As established in the development of this document, neurotechnology has achieved advances that have allowed humanity to improve and promote its quality of life, which is what the proposed right with neurotechnologies refers to. An example of this is what neurotechnology represents for people suffering from spinal cord injury, which affects sensory function and therefore the well-being and health of the person affected. Regarding this proposed right, it is important to clarify that in Colombia, applicability and compliance with this existing right have been extensively addressed through jurisprudence. Indeed, our current regulations contemplate exceptions where different qualities are granted to individuals in order to achieve recognition of equality, referring to subjects of special constitutional protection or those who exhibit manifest weakness. The Constitutional Court in Sentence T-293 of 2017 has established:

There are cases in which the Constitution itself has conferred special protection on certain human groups who, due to their particular conditions, deserve greater protection from the State, such as children, people in a state of defenselessness, persons in a state of manifest weakness, and historically marginalized groups, among others, for whom the protection of their fundamental right to health is reinforced. The primary attention demanded by persons who hold the status of subjects of special constitutional protection imposes on the constitutional judge the obligation to take measures for the benefit of the effectiveness of such special protection. Thus, the greater the lack of protection of these subjects, the greater the effectiveness of the defense measures taken, in order to consolidate the guiding principles of the Social State of Law.

As a result of the extensive development to date of the right to equality in Colombia through jurisprudence and the different strategies implemented to ensure compliance with this right, it is necessary to interpret it within the specific regulatory framework applied to neurotechnology and bioethics. Therefore, it considers that the qualities and applicability in the national regulation of this right guarantee the exercise and fulfillment of the right to equality in different spheres that can also be applicable to the sphere of neurotechnology. Linked to the above, there have been different international pronouncements regarding neurotechnology and access to it, as evidenced by the Declaration on European Neurotechnology, an approach based on human rights and individual rights that recognizes that Neurotechnology is not only developed in the public sector, but rather, at the date on which it was carried out, commitments were made to strengthen and improve cooperation between the private sector and the public sector.

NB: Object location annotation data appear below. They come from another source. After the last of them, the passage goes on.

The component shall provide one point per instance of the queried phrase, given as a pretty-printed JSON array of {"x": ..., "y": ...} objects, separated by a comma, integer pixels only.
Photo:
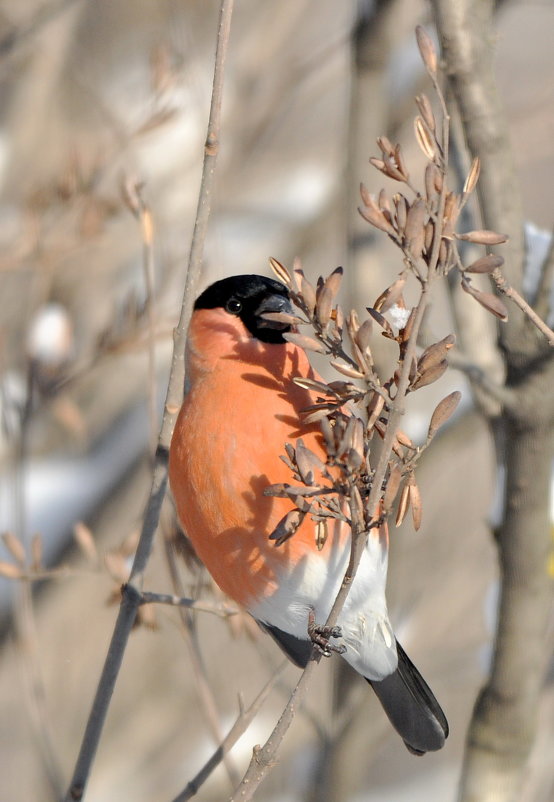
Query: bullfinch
[{"x": 241, "y": 406}]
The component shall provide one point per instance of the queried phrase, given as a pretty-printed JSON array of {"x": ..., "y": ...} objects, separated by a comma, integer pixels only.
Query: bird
[{"x": 241, "y": 406}]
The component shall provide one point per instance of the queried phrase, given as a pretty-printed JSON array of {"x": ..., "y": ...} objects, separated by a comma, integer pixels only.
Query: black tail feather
[{"x": 411, "y": 707}]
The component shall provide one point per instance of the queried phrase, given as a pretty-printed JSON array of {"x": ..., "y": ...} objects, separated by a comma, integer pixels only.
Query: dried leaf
[
  {"x": 377, "y": 219},
  {"x": 490, "y": 302},
  {"x": 486, "y": 264},
  {"x": 15, "y": 547},
  {"x": 443, "y": 412},
  {"x": 425, "y": 139},
  {"x": 393, "y": 485},
  {"x": 483, "y": 237},
  {"x": 415, "y": 502},
  {"x": 305, "y": 342},
  {"x": 414, "y": 231},
  {"x": 427, "y": 50},
  {"x": 280, "y": 271},
  {"x": 472, "y": 176},
  {"x": 85, "y": 540},
  {"x": 403, "y": 505},
  {"x": 374, "y": 409}
]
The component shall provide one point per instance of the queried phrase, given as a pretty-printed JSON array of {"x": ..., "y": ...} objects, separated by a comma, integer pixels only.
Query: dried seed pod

Proof of this is stated in the same declaration, in which it is established that different contracts entered into between 30 of the world's largest neurotechnology companies and some users of which 29 had permission to share data with third parties45, it could be inferred that the use of the same in the private sector is done for commercial purposes. The low convergence that occurs between the public and private sectors can be another of the biggest challenges if cooperation policies are not established, which is why it is also necessary both internationally and nationally to implement cooperation agreements between these sectors that can help to expand access to neurotechnology in areas and populations that might otherwise have limited access.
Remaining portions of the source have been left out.